Oberhausen. .
Besucher der eskalierten Autogrammstunde im Centro berichten von eingeengten Fluchtwegen aus der Oase hinaus und ungehindertem Zugang in die längst überfüllte Halle. „Wir hatten wirklich Angst um das Leben unserer Kinder“, schreibt eine Mutter.
Während die Veranstalter vom Centro Oberhausen für Fragen zur abgebrochenen Autogrammstunde mit den Kandidaten von „Deutschland sucht den Superstar“ (DSDS) bis Montagmittag nicht erreichbar waren, schilderten Eltern ihre Eindrücke vom Chaos vor Ort und von scheinbar überforderten Sicherheitsleuten. Die 30 Security-Kräfte hatte das Centro nach einer Besprechung mit RTL angeheuert, weil im Vorjahr DSDS-Autogrammstunden in Duisburg und Bochum außer Kontrolle geraten waren. In Bochum waren im April 2010 gar keine Sicherheitskräfte im Einsatz.
Aggressive Jugendliche, eingeengte Fluchtwege
Uta Hackmann-Kamp aus Essen zum Beispiel wollte mit ihren beiden Söhnen (sieben und elf Jahre) am Sonntagnachmittag das Cinestar-Kino im Centro besuchen. Es liegt ebenfalls am Platz, auf dem am Sonntag etwa 15.000 Besucher auf Einlass in die „Coca-Cola-Oase“ warteten, als diese bereits mit 3000 bis 4000 Fans gefüllt und geschlossen war. Die 43-Jährige war mit ihren Söhnen auf dem Weg ins Kino um 15.40 Uhr ungehindert über die Einkaufspassage in die Oase gelangt, also quasi über den “Hintereingang“ zur Halle: „Der Moderator hatte die Fans gerade gebeten, die Oase zu verlassen.“ Die Jugendlichen hätten darauf „sehr aggressiv“ reagiert, Schimpfwörter gerufen.

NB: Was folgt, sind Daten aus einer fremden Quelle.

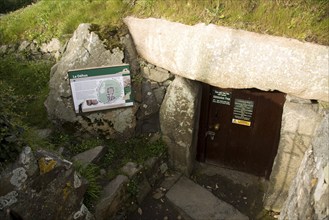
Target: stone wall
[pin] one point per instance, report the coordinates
(309, 193)
(300, 120)
(85, 49)
(34, 50)
(230, 58)
(179, 122)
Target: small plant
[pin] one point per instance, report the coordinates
(10, 128)
(90, 172)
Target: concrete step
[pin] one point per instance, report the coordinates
(197, 203)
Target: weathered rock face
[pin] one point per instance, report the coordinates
(85, 49)
(300, 120)
(42, 187)
(178, 121)
(309, 192)
(229, 58)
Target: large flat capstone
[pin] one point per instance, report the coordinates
(196, 203)
(229, 58)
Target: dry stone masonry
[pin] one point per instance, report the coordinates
(230, 58)
(85, 49)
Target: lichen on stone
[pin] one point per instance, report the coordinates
(46, 164)
(19, 177)
(8, 199)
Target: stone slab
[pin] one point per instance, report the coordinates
(112, 198)
(230, 58)
(90, 156)
(196, 203)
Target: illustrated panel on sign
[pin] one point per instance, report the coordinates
(221, 97)
(242, 112)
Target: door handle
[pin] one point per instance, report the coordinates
(211, 134)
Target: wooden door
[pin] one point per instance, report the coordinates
(240, 129)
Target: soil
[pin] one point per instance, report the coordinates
(243, 191)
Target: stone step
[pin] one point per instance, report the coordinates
(197, 203)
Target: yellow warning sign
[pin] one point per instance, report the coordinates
(241, 122)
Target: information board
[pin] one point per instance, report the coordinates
(221, 97)
(242, 112)
(100, 88)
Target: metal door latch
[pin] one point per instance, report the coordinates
(211, 134)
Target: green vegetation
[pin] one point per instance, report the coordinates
(90, 172)
(24, 83)
(301, 19)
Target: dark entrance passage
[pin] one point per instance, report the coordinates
(240, 129)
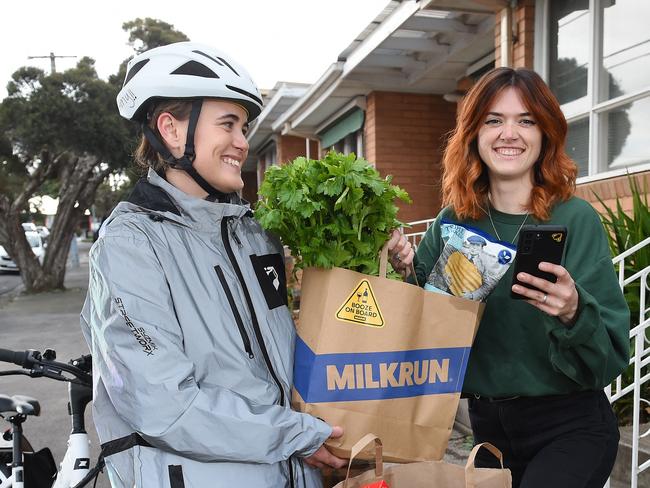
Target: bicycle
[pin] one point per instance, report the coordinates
(74, 471)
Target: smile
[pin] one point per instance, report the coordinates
(508, 151)
(231, 162)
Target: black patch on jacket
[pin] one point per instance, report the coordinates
(272, 277)
(176, 476)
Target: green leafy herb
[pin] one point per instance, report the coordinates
(335, 211)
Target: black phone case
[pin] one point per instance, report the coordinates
(538, 243)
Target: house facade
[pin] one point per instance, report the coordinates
(391, 96)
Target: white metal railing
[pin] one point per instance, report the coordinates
(640, 356)
(640, 347)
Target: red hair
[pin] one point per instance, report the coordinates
(465, 179)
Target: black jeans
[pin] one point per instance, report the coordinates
(563, 441)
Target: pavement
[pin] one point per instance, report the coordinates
(40, 321)
(51, 320)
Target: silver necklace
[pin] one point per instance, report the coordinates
(495, 229)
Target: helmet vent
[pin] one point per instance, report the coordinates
(227, 64)
(132, 72)
(194, 68)
(244, 92)
(207, 56)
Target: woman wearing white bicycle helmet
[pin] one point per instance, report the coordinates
(186, 314)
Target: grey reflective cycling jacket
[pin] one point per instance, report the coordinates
(192, 346)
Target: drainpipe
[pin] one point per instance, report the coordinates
(507, 42)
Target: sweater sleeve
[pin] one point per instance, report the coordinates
(596, 348)
(427, 252)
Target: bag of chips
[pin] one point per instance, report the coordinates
(471, 262)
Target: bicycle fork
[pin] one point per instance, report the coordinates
(76, 462)
(16, 480)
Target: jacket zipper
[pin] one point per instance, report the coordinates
(249, 302)
(235, 312)
(256, 326)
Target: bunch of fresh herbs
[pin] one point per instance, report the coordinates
(335, 211)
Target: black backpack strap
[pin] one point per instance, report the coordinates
(122, 444)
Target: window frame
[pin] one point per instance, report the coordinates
(597, 153)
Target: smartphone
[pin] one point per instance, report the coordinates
(538, 243)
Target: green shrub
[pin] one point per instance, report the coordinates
(624, 231)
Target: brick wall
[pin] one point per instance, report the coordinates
(250, 186)
(290, 147)
(524, 32)
(404, 136)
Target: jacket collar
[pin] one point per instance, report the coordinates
(161, 198)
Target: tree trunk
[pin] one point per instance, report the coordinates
(80, 180)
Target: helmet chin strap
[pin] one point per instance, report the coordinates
(186, 161)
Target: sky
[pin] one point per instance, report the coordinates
(281, 40)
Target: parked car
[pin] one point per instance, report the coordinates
(44, 232)
(36, 243)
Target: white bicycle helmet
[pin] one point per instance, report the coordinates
(185, 70)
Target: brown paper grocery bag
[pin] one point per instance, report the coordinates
(383, 356)
(430, 473)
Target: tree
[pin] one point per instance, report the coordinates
(61, 134)
(60, 130)
(145, 34)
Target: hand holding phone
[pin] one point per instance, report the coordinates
(538, 243)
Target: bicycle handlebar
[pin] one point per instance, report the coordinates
(7, 356)
(36, 364)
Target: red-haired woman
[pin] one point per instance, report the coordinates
(538, 366)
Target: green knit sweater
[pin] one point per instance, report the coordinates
(520, 350)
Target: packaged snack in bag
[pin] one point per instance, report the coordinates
(471, 262)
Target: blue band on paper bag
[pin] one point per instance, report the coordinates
(378, 375)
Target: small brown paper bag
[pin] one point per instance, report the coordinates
(430, 473)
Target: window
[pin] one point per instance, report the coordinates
(345, 135)
(598, 65)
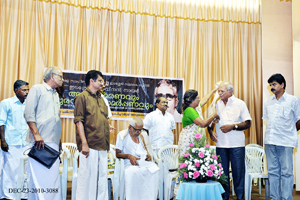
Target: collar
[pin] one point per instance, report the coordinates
(283, 97)
(48, 87)
(98, 94)
(15, 99)
(159, 111)
(123, 134)
(230, 100)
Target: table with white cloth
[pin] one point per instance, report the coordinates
(211, 190)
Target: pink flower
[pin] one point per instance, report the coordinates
(201, 154)
(214, 157)
(183, 165)
(198, 135)
(185, 175)
(196, 174)
(210, 173)
(186, 155)
(220, 165)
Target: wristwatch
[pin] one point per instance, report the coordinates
(235, 127)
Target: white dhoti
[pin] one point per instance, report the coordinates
(9, 176)
(44, 183)
(92, 176)
(1, 162)
(140, 183)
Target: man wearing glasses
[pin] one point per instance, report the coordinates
(92, 136)
(167, 88)
(160, 124)
(140, 182)
(42, 114)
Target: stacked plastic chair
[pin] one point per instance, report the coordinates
(254, 169)
(169, 155)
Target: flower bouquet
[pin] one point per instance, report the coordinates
(201, 162)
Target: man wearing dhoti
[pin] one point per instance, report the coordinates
(141, 176)
(13, 130)
(92, 136)
(42, 113)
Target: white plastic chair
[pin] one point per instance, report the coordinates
(169, 155)
(64, 156)
(255, 179)
(74, 177)
(254, 169)
(72, 147)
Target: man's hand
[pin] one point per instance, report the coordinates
(213, 136)
(133, 160)
(39, 142)
(148, 157)
(85, 150)
(4, 146)
(227, 128)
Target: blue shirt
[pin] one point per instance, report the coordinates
(281, 116)
(11, 117)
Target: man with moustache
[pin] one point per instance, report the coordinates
(92, 136)
(282, 113)
(13, 130)
(160, 124)
(131, 146)
(168, 89)
(230, 137)
(42, 113)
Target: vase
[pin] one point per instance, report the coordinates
(201, 180)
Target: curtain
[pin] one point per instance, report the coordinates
(201, 41)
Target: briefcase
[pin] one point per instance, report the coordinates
(46, 156)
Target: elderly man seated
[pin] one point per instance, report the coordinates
(141, 175)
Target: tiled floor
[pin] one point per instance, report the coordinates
(254, 196)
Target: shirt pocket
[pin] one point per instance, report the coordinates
(232, 115)
(287, 112)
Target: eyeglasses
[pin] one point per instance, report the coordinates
(136, 130)
(58, 75)
(168, 96)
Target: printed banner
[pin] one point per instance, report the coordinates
(128, 95)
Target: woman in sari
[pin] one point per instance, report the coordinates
(192, 119)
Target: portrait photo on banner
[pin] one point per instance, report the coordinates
(127, 95)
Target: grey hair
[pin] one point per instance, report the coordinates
(229, 86)
(48, 72)
(136, 121)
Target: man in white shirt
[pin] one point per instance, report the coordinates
(282, 112)
(160, 124)
(42, 113)
(141, 176)
(230, 138)
(13, 131)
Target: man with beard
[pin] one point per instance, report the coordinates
(42, 113)
(160, 124)
(13, 130)
(282, 112)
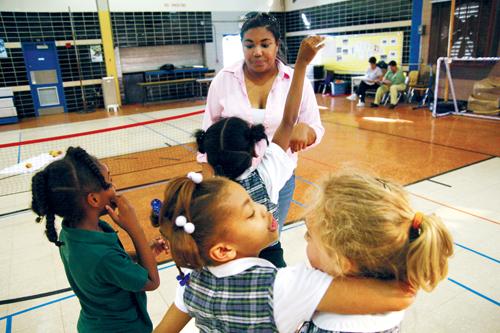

Auch die Polizei habe die Menschen in der Oase, darunter offenbar nur wenige Eltern, mehrmals über Lautsprecher-Durchsagen dazu aufgefordert, die Halle über die Fluchtwege zu verlassen. „Anders als viele Fans wollten wir ja raus“, erinnert sich Uta Hackmann-Kamp. „Man wurde aufgefordert, zu gehen, aber wir kamen nicht weg, konnten nicht nach draußen ins Freie.“ Die Türen seien zwar nicht abgesperrt gewesen, weil aber draußen direkt davor Wellenbrecher aufgebaut waren, sei der Fluchtweg sehr eingeengt gewesen. Zwischen den Türen und Wellenbrechern hätten sich die Menschen durchquetschen müssen. „Das war keine schöne Situation.“ Obendrein habe die Fans niemand nach draußen gelotst. „Die meisten Sicherheitsleute waren nach meinem Eindruck draußen, an den Wellenbrechern, im Einsatz.“ Auch deshalb leerte sich die Oase offenbar nur sehr langsam.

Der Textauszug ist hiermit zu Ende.